I am 21 and currently in a long distance relationship. And like many long distance relationships, when we’re together for that short time, it’s amazing. I’m on top of the world, and no one can stop me. And after the fact, the endorphins keep rushing to my head, and I kind of brag about it for a while. I want to tell my friends how amazing our time together was and how amazing life is for me in this moment. I try to sneak it into conversation, covering this huge smile that creeps across my face.
Before we even meet, there’s so much preparation. I shave my legs, put on a cute outfit – maybe even buy a new outfit, and make sure everything’s just perfect. I put my hair up so it doesn’t get in the way of us, and I have the right music for every activity. I even research tips online – finding anything new to try. And there’s a lot of thought that goes into it. But it makes every visit worthwhile.

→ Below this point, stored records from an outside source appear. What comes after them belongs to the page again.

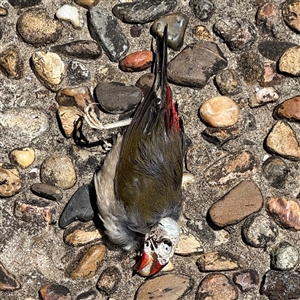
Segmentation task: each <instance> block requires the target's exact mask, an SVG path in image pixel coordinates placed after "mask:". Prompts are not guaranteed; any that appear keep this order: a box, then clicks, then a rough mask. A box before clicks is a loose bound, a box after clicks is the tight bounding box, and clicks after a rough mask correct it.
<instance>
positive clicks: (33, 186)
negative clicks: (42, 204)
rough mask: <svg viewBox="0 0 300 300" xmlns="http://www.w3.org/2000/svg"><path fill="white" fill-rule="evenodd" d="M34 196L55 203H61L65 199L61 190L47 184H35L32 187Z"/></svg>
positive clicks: (53, 186) (30, 188) (35, 183)
mask: <svg viewBox="0 0 300 300" xmlns="http://www.w3.org/2000/svg"><path fill="white" fill-rule="evenodd" d="M30 189H31V191H32V192H33V194H35V195H37V196H39V197H42V198H45V199H49V200H54V201H60V200H61V199H62V198H63V193H62V191H61V189H60V188H58V187H56V186H54V185H50V184H46V183H40V182H38V183H34V184H32V185H31V187H30Z"/></svg>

While we’re together, there are no distractions. I don’t check my phone, because I am fully focused on our time together. I don’t look in the mirror because I know what I look like and I don’t care because I’m not self-conscious. It’s exhilarating and I always find myself at this new level of complete ease.
Sometimes, I even think that maybe I’ll make it permanent. I’m over the short stints together, I’m going to change my life and my lifestyle and this long distance relationship is going to just be your everyday run of the mill relationship. I get to that point often.
And then I remember that I’d much rather relive the amazing short times and perfection of our visits. I realize that although I feel amazing during our visits, I hurt the next morning when its over and I realize that I’m just a person who is much more inclined to watch TV with my morning coffee than go to the gym. And that my relationship with the gym is just meant to stay long distance.